Ruth Curry, a research scientist in the Woods Hole Oceanographic Institute, studies signs of global warming. - photo by Daniel Grossman

There's some evidence that extra rain has already begun. Rainfall in mid- and high-northern latitudes increased by about 10 percent in the 20th century. Ruth Curry, a scientist at the Woods Hole Oceanographic Institute in Falmouth, Massachusetts, says she has evidence that this and other recent climate changes are having an impact. Curry is sitting on a dock next to the research vessel Oceanus as workers ready it for sea.

"The upper ocean salinities in the tropics and subtropics of the Atlantic have been getting saltier," says Curry, "And the waters at the higher latitudes have been getting fresher."

In the scientific journal Nature, Curry wrote that these changes have been going on for 40 years and began to speed up in the 1990s. They're exactly the sort of changes Broecker fears could cause the conveyor, also called the Thermohaline Circulation, to shut off. Curry says there hasn't been any notable impact on the conveyor so far. But it is worrisome.

"Preconditioning is taking place. All of the steps that are required to alter the Thermohaline Circulation are in fact taking place," says Curry.

Some scientists say global warming's extra precipitation is enough to complete the triggering process. Ruth Curry thinks it might take something more dramatic, like a big piece of Greenland's ice sheet breaking off - a process some experts say might happen within the next century.

Above professor Wally Broecker's desk is a large plush stuffed snake with a sign on it that says "Angry Beast." It refers to the researcher's view that climate sometimes responds ferociously to the slightest provocation.

Broecker says, "By adding CO2 to the atmosphere we're poking it."

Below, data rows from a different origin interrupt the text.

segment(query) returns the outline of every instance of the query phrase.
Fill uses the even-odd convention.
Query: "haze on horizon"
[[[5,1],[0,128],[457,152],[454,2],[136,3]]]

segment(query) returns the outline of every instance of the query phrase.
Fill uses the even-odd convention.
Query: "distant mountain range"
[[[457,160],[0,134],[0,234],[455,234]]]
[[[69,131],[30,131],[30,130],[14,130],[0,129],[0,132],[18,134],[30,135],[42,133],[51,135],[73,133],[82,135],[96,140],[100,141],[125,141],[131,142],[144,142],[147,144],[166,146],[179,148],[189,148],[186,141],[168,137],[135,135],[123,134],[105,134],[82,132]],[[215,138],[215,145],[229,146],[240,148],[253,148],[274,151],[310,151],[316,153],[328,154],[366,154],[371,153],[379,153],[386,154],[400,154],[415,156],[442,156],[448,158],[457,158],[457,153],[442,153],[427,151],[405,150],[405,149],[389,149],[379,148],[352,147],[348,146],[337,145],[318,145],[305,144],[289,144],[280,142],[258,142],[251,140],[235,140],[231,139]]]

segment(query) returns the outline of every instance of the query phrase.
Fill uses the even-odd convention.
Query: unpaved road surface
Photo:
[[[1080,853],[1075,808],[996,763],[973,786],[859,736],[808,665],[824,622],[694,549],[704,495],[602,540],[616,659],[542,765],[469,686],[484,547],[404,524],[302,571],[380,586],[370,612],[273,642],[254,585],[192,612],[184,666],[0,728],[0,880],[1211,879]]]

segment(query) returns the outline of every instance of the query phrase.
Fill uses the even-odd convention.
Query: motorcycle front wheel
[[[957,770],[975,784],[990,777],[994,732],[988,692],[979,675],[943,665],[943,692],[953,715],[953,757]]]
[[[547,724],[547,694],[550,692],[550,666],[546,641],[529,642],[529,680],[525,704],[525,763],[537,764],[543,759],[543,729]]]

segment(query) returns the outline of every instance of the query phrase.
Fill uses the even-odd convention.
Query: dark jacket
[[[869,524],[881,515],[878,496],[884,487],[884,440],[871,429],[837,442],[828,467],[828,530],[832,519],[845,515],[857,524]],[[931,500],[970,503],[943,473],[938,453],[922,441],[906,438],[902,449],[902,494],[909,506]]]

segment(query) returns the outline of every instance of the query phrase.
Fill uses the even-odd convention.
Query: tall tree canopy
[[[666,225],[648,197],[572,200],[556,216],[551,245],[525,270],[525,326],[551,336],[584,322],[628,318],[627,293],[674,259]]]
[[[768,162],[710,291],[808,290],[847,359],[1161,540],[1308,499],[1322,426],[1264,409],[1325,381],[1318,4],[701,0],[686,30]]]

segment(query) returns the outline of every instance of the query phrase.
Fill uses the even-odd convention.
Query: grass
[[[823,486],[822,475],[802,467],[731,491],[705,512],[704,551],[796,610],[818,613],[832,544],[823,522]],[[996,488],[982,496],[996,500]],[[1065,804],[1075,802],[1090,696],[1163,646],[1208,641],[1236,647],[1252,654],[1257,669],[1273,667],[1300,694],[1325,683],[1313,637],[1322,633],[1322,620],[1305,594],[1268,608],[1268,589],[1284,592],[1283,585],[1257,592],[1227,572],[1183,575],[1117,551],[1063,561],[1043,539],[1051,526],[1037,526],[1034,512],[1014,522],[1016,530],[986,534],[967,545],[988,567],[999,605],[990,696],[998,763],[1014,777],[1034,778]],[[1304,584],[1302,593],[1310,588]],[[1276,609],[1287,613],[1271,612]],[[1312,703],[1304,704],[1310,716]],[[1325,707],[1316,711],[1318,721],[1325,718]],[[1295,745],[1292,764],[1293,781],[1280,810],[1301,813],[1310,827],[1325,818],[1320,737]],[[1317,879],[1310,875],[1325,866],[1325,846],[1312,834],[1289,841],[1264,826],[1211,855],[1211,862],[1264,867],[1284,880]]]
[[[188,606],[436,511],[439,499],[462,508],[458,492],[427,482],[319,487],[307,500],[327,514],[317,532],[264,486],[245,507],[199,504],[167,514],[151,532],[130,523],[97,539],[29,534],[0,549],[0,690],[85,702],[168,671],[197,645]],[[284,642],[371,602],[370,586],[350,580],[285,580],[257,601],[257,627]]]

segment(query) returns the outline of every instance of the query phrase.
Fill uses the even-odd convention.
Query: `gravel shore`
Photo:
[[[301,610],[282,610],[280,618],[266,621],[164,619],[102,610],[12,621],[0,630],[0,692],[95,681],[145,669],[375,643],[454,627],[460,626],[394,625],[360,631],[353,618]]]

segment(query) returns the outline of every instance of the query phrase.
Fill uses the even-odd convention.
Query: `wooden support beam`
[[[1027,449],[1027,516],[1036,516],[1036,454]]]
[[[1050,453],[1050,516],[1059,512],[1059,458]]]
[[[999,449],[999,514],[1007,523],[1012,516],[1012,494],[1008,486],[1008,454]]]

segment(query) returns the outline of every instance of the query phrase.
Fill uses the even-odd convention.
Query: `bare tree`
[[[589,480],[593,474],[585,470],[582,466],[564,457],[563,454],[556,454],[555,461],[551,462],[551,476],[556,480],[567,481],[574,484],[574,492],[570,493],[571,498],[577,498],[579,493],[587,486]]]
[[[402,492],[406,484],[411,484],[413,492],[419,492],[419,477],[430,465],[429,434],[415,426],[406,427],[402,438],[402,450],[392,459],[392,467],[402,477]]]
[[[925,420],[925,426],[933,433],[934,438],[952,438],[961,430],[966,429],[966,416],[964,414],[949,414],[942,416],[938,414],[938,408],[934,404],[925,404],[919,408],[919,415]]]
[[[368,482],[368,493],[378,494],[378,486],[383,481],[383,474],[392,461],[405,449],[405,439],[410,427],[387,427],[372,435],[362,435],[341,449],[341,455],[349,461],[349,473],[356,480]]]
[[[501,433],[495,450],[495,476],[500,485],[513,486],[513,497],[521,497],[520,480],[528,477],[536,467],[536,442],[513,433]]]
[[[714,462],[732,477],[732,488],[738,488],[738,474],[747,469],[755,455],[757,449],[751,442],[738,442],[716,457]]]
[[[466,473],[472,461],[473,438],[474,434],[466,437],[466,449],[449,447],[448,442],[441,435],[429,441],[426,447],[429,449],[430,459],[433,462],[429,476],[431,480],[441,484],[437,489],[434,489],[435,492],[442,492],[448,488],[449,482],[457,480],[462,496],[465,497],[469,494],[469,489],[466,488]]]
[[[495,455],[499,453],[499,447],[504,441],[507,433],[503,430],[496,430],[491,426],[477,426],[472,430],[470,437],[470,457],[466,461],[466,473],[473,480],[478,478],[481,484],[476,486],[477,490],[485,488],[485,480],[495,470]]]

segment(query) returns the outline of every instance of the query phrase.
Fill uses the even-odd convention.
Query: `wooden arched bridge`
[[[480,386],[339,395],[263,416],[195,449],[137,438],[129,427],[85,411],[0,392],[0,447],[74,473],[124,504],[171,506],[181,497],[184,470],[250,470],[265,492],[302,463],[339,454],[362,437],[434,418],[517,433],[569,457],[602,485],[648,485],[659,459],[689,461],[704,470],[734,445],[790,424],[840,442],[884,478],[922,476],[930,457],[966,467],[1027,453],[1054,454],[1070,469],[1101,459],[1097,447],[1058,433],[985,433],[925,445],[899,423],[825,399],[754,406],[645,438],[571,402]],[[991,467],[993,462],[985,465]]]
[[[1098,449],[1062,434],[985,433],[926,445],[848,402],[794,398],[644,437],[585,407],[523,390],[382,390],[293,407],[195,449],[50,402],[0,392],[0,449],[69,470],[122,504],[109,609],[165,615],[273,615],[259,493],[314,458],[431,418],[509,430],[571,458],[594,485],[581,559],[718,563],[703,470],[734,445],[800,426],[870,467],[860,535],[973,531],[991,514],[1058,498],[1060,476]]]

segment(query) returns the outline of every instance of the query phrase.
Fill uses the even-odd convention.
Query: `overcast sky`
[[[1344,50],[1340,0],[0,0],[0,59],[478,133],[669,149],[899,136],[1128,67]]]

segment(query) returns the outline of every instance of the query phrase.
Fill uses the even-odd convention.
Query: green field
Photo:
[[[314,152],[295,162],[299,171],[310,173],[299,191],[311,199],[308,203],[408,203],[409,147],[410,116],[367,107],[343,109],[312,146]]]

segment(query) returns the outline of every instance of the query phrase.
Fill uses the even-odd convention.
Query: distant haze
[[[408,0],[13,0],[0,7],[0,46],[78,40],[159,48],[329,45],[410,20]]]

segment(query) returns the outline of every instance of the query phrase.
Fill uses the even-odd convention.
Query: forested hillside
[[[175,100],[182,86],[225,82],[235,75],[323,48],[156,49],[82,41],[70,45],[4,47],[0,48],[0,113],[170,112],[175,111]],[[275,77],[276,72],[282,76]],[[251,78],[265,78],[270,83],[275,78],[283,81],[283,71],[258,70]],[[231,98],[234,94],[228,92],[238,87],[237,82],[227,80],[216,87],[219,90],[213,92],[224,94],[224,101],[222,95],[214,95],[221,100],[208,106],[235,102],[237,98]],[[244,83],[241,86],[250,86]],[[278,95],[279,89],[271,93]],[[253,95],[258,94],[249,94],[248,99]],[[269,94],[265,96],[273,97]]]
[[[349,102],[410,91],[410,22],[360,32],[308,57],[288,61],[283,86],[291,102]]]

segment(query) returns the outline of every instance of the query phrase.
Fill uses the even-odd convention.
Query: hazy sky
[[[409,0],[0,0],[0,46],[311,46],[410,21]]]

And if poking the angry beast causes the great conveyor to shut down, Europe would almost certainly get cooler again. Wally Broecker says the most serious consequence could be long deep droughts, like the one that destroyed the Akkadian Empire. He says he doesn't expect the beast to get angry in less than several decades. By then global warming will probably have made the north Atlantic too warm to freeze over as it did in the past. So the impact won't be the same as in previous incidents.

Still, as Broecker points out, "You don't want the conveyor to stop and then find out what its effects are. That's probably the only way we'll really find out is to do it. And if you do, it's sort of irreversible. You're not going to make it turn on artificially. It'll turn on when it's ready. That might be fifty years; it might be a couple hundred years."